They needed a chaperone.

Kim sat opposite Bob at their square table at the restaurant
and decided the word might be old fashioned but the concept was as relevant as
ever, at least if the couple in need cared about staying clothed and out of
jail.

Trouble was, he and Isabelle had become the couple in need.
Even if they weren’t dating.

He should know by now that kissing Isabelle Caine was no
casual matter, that once he kissed her, it became hard to think about anything
other than kissing her again. And when she’d ignited in his arms in the parking
lot, suddenly a heated, willing accomplice in what had become the most
confusing attraction of his life, he couldn’t. Think of anything else, that is.
Unless thoughts of getting her out of that dress counted.

This was out of hand.

Isabelle’s friend Stacey sat to his left.
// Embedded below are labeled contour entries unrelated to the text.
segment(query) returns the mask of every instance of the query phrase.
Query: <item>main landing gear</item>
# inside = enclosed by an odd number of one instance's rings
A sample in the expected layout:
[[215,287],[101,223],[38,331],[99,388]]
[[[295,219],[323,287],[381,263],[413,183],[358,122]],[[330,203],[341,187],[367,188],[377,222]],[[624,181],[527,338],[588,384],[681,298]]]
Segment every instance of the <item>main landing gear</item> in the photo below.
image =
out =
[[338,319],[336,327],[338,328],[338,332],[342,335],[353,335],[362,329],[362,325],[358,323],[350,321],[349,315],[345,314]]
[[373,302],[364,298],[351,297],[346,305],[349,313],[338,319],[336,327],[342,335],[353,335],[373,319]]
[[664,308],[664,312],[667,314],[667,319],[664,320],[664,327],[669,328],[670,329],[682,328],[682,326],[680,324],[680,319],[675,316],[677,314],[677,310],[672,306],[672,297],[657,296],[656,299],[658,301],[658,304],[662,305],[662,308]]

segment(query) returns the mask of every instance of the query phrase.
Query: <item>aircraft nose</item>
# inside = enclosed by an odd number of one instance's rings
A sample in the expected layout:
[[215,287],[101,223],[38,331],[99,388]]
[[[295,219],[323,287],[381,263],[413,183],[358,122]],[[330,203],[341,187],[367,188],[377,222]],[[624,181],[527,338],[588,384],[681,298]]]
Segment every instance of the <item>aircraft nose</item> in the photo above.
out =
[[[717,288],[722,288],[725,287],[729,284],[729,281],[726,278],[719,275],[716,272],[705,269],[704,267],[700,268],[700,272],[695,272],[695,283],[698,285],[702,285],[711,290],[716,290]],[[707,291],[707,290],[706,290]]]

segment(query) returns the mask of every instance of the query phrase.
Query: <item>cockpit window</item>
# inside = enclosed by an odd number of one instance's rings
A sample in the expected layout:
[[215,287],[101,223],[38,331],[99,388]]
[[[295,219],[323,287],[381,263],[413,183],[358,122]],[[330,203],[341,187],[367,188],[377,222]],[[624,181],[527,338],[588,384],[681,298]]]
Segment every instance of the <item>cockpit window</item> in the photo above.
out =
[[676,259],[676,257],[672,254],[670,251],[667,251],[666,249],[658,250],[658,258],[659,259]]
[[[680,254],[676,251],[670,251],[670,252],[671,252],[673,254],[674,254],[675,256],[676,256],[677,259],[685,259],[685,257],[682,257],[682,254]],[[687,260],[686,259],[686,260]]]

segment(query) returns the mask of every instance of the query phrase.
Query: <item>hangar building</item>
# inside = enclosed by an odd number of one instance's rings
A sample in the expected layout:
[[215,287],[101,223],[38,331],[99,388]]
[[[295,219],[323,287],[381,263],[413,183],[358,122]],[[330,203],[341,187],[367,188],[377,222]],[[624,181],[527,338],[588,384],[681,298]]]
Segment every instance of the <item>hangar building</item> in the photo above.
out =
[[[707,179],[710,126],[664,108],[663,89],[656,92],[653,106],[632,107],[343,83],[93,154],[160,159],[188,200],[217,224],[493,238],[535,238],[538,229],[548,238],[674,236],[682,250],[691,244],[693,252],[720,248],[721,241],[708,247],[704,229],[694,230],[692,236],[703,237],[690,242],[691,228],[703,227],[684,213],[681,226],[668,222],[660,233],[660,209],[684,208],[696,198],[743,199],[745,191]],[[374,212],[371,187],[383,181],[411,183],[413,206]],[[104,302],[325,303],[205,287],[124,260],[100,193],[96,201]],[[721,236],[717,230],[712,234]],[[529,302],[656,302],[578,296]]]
Tonight, the
blonde was wearing a sleeveless dress, black of course, cut to frame her
cleavage. Bob seemed unable to look outside the frame.

Kim understood. Every time he turned right, he got
hypnotized by wild ringlets and bare neck and the most inviting mouth he’d ever
seen.

She may have said he was a great kisser but she had a way of
making him forget he’d kissed any other, making him need to invent the idea of
a kiss and offer it to her in hopes of being invited to offer another. In the
parking lot she’d invited considerably more, and for the next couple of hours,
he could even allow himself to think about that. Double date. Sleeping
together. He could indulge in thinking pretty much anything.
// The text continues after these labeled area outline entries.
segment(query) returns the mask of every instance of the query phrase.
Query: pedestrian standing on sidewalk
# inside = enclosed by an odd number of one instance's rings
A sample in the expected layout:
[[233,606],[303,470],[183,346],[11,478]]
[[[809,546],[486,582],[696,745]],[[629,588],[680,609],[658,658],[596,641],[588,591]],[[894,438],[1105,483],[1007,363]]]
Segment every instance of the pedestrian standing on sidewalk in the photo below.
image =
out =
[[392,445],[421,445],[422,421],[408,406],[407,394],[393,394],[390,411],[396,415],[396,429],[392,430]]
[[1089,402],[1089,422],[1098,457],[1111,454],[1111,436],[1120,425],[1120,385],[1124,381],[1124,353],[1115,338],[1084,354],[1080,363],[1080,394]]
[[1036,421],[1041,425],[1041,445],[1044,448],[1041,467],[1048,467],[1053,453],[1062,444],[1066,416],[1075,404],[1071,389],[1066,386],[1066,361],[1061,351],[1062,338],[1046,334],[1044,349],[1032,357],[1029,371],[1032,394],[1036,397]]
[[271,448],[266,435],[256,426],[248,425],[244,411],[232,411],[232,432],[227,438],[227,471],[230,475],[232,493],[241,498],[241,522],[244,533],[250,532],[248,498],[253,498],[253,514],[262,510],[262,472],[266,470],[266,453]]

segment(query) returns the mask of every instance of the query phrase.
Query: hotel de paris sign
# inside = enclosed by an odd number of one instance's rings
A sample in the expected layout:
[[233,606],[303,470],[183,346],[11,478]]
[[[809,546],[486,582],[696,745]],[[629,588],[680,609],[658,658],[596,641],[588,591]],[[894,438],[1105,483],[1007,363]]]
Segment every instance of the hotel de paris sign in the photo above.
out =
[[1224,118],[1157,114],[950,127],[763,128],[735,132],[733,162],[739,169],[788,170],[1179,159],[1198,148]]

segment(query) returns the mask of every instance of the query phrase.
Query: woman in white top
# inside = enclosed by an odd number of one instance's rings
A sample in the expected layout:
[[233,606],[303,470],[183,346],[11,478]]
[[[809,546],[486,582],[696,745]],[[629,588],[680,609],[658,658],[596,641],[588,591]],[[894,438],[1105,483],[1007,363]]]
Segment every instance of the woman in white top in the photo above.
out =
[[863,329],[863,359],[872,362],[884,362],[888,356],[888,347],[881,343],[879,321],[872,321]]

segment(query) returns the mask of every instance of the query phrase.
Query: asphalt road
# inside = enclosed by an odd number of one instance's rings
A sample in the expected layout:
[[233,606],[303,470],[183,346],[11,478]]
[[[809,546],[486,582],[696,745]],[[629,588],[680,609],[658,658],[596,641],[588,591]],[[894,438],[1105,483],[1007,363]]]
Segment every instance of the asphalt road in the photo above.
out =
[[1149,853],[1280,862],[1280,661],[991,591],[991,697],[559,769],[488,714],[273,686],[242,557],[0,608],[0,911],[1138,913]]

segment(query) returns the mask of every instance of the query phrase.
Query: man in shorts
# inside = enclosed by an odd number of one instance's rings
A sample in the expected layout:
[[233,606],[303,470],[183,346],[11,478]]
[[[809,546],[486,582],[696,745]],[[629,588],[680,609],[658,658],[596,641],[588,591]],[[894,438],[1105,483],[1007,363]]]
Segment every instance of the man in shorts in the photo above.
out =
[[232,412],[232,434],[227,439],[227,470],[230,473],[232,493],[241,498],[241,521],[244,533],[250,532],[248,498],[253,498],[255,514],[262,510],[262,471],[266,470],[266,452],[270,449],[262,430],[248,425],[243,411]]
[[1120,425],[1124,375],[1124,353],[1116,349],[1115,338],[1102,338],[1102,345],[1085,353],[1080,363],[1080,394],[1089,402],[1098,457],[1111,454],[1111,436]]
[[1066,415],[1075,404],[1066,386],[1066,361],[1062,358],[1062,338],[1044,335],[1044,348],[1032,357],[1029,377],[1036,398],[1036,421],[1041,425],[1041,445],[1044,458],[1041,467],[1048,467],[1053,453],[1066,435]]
“Would you care to see the wine list?”

Kim freed himself long enough to track the voice. The man
had to be the sommelier or the owner—his suit was too nice to be their waiter.

“I’ll take that,” said Bob, waving a hand the size of a
dinner plate.

Of course. Wouldn’t want the plumber to pick the wine.

While Bob opened the impressive folio and began to read, Kim
said, “I’m curious.”

The sommelier was instantly at his shoulder. “Sir?”

“What do you think of wines coming out of the Walla Walla
Valley?”

The man smiled. “It’s an interesting region for wines—very
remote, inspiring unusual
esprit des corps
among the vintners.” He had
the faintest hint of an accent. Maybe Spanish.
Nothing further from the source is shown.